Степан Андреевич считал невежливым сказать священнику, что он не верует в бога — все равно, как сказать писателю, что не читает книг.
— Я, знаете, может быть и верю… но как-то иногда… Какая уж теперь в Москве вера… Тяжкое время пришло для церкви, — любезно прибавил он.
Отец Владимир улыбнулся, и глаза у него вдруг заблистали.
— Именно теперь-то и вера, — сказал он спокойно. — И вовсе не тяжкое время для церкви, а хорошее время. От похвал да от поощрения жиреет земная церковь, буржуйкой делается и о небесном женихе своем забывает… Что крыши теперь в храмах не крашены да протекают, это так. Ну, конечно, священнослужители в бедственном состоянии и многие голодают и терпят гонения… так ведь на то они и священнослужители… Они-то уж помнить должны, что не о хлебе едином. Разрушается видимость, оболочка и мишура, а пламя-то церковное, когда задуть хотят его, тем ярче пылает. Нет, милостивый государь, не имею удовольствия знать имени и отчества…
— Степан Андреевич.
— Нет, Степан Андреевич, неправда это, что сейчас дурное время для церкви. Воистину нужное ей подошло страдание, ибо не в том церковь, что архиереев министры обедами угощают и для них концерты в благородном собрании устраивают… Не в том ее сила, и благополучие внешнее — лютейший ее враг, приспешник дьявола. Из крестных мук родилась она, и ими живет, и ими жива будет вовеки.
— К сожалению, не все священники так рассуждают.
— По слабости, ибо сильна плоть, и, конечно, раньше жилось лучше и за требы платили больше и не подвергали карам за веру. Так не с этих слабых пример брать.
Пелагея Ивановна принесла в это время чайник, достала из шкафа чашки и блюдца.

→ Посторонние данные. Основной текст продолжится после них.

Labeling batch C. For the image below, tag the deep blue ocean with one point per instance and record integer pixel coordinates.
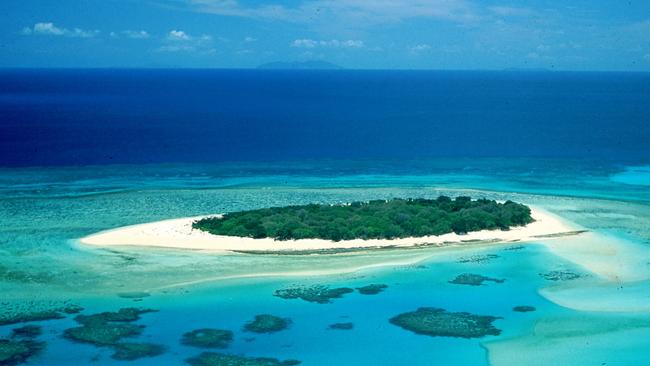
(83, 151)
(83, 117)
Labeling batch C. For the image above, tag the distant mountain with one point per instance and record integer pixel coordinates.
(296, 65)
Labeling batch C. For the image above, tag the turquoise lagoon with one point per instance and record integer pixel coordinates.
(591, 320)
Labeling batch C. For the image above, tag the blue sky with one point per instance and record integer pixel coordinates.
(369, 34)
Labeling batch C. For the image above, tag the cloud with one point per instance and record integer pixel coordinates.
(131, 34)
(333, 43)
(352, 12)
(49, 29)
(419, 48)
(176, 35)
(510, 11)
(180, 41)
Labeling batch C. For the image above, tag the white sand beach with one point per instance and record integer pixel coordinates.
(179, 234)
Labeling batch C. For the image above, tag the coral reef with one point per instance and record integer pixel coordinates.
(134, 351)
(438, 322)
(220, 359)
(341, 326)
(317, 293)
(14, 352)
(560, 275)
(372, 289)
(208, 338)
(523, 308)
(471, 279)
(479, 258)
(265, 323)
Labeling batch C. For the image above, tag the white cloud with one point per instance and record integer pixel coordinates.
(358, 13)
(131, 34)
(177, 35)
(136, 34)
(49, 29)
(419, 48)
(510, 11)
(333, 43)
(180, 41)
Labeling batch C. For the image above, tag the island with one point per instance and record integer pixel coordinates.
(334, 228)
(378, 219)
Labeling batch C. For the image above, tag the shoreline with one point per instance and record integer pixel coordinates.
(179, 234)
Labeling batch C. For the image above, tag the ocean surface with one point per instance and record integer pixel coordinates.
(85, 151)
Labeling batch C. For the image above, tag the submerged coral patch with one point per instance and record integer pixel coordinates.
(109, 328)
(14, 352)
(221, 359)
(27, 331)
(372, 289)
(341, 326)
(436, 322)
(266, 323)
(318, 293)
(208, 338)
(523, 308)
(134, 351)
(471, 279)
(560, 275)
(479, 258)
(23, 312)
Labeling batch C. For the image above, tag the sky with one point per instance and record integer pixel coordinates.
(585, 35)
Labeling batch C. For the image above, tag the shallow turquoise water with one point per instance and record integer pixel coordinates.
(43, 210)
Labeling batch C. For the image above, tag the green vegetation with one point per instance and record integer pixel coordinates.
(221, 359)
(208, 338)
(317, 293)
(379, 219)
(266, 323)
(437, 322)
(473, 279)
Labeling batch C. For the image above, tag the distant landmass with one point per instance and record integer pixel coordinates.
(297, 65)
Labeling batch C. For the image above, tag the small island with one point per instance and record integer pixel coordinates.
(378, 219)
(335, 228)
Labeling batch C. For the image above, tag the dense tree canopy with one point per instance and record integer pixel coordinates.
(379, 219)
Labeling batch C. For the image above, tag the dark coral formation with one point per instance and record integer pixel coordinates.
(479, 258)
(21, 346)
(14, 352)
(372, 289)
(27, 331)
(471, 279)
(109, 328)
(266, 323)
(318, 293)
(437, 322)
(341, 326)
(133, 295)
(523, 308)
(31, 311)
(134, 351)
(221, 359)
(560, 275)
(208, 338)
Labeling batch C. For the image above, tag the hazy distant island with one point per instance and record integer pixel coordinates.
(298, 65)
(378, 219)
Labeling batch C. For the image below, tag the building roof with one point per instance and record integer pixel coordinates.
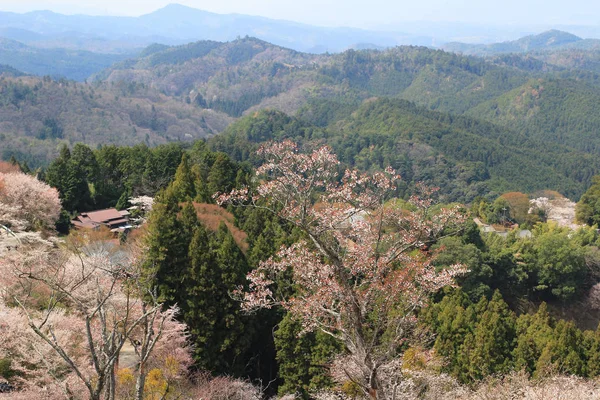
(110, 217)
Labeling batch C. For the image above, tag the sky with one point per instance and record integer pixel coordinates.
(355, 13)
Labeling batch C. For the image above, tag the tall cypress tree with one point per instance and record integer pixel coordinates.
(168, 241)
(489, 348)
(183, 185)
(66, 175)
(217, 268)
(303, 359)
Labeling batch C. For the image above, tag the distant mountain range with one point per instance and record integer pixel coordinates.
(177, 24)
(547, 41)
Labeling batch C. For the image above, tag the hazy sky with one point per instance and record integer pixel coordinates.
(360, 13)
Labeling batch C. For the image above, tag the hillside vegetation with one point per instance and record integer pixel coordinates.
(37, 115)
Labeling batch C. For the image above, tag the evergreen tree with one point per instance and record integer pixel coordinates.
(217, 268)
(593, 354)
(533, 334)
(452, 320)
(302, 359)
(168, 242)
(221, 177)
(492, 340)
(183, 185)
(66, 175)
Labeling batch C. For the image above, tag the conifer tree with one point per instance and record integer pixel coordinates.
(492, 340)
(533, 334)
(167, 254)
(593, 356)
(221, 177)
(217, 268)
(183, 184)
(302, 359)
(66, 175)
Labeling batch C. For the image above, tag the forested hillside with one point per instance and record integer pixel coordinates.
(38, 114)
(197, 90)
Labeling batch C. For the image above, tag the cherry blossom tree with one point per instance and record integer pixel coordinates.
(27, 203)
(363, 269)
(77, 310)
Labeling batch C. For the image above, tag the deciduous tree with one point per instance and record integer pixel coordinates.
(359, 274)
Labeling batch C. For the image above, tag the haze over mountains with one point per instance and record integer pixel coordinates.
(473, 115)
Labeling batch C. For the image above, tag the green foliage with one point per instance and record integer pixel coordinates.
(66, 175)
(588, 207)
(217, 268)
(555, 263)
(303, 358)
(483, 339)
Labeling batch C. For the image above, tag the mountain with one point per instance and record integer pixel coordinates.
(249, 74)
(177, 24)
(38, 114)
(549, 40)
(463, 156)
(72, 64)
(7, 70)
(469, 117)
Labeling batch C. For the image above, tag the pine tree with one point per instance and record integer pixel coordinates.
(493, 340)
(221, 177)
(302, 359)
(217, 268)
(168, 242)
(593, 354)
(452, 320)
(183, 184)
(66, 175)
(533, 334)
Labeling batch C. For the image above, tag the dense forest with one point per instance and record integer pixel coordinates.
(363, 225)
(466, 124)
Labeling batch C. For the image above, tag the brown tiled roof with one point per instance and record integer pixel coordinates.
(92, 219)
(102, 215)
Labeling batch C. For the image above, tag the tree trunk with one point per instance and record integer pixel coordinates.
(140, 382)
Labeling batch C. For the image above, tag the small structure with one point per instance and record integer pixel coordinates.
(116, 221)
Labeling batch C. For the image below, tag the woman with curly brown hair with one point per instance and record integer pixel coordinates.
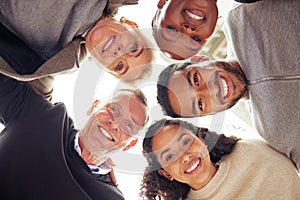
(188, 162)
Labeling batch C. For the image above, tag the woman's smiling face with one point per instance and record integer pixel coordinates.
(183, 156)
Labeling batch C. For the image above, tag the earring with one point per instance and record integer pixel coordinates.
(123, 20)
(94, 105)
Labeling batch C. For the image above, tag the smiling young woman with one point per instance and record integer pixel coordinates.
(188, 162)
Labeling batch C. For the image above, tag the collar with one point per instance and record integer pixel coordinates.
(103, 169)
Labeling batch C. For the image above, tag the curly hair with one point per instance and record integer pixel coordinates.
(154, 186)
(163, 87)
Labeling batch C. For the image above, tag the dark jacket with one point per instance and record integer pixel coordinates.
(37, 158)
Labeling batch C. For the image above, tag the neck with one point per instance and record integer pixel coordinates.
(238, 67)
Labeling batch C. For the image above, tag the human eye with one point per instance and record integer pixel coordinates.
(119, 66)
(169, 157)
(172, 28)
(195, 38)
(186, 141)
(200, 104)
(114, 110)
(133, 48)
(196, 80)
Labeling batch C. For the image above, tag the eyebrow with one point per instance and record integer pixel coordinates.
(164, 37)
(188, 77)
(141, 51)
(125, 70)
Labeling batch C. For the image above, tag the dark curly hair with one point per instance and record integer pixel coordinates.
(162, 87)
(155, 186)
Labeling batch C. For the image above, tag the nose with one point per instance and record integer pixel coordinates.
(189, 28)
(186, 157)
(113, 125)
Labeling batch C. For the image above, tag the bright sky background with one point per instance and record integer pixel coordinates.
(70, 88)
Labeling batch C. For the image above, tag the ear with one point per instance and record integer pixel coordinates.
(94, 105)
(131, 144)
(161, 3)
(165, 174)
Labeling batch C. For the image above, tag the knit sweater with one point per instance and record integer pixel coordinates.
(253, 170)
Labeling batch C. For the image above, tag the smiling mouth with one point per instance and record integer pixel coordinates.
(193, 167)
(225, 88)
(105, 133)
(194, 16)
(109, 43)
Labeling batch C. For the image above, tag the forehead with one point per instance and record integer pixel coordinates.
(167, 137)
(179, 92)
(130, 105)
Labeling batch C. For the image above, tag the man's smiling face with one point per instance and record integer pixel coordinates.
(112, 125)
(205, 88)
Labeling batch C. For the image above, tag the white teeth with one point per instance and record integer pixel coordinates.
(105, 133)
(193, 167)
(225, 87)
(191, 15)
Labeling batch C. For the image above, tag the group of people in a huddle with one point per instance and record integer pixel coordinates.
(44, 156)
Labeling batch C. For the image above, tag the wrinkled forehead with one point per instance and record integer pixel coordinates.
(168, 137)
(131, 106)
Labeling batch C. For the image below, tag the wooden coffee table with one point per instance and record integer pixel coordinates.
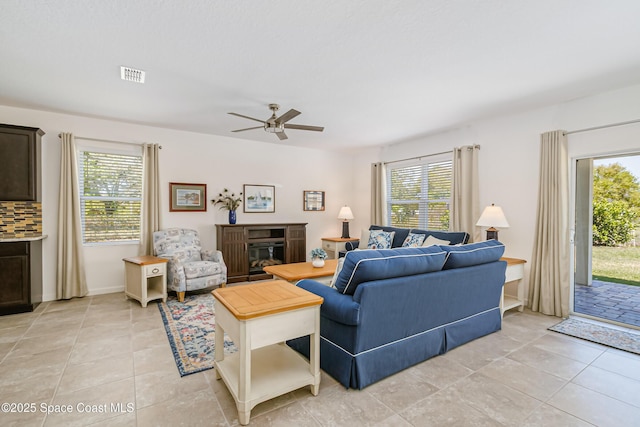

Степан Андреевич посмотрел на нее и тут же отвернулся, словно сделал что-то нехорошее.
— А все-таки русский народ, по существу, не религиозен, — сказал он, — «Безбожника» у нас все мужики читают.
— Насчет «Безбожника» недавно смешно тут у нас один дядько с членом исполкома поспорил. «Ты же говоришь, нет бога, а як же він тут намалеван». — «Так ведь это, — тот отвечает, — насмешка». — «Так это надо мной смеются?» — «Не над тобой, а над богом». А тот махнул рукой и говорит: «Плевав господь на твою дулю».
— Вообще этот дядько Перченко очень остроумный, — оживившись, сказала Пелагея Ивановна. — Помнишь, как он полтавскому коммунисту ответил…
— Да, да… Сюда, знаете, приезжал такой коммунист из Полтавы… Вот ему и стали все жаловаться: плохо, мол, живется. А он и отвечает: «Ну, что ж, это известное дело, там хорошо, где нас нет». А Перченко и говорит: «Это верно, говорит, где вас нет, там очень хорошо» — т. е. где коммунистов нет… Ха, ха!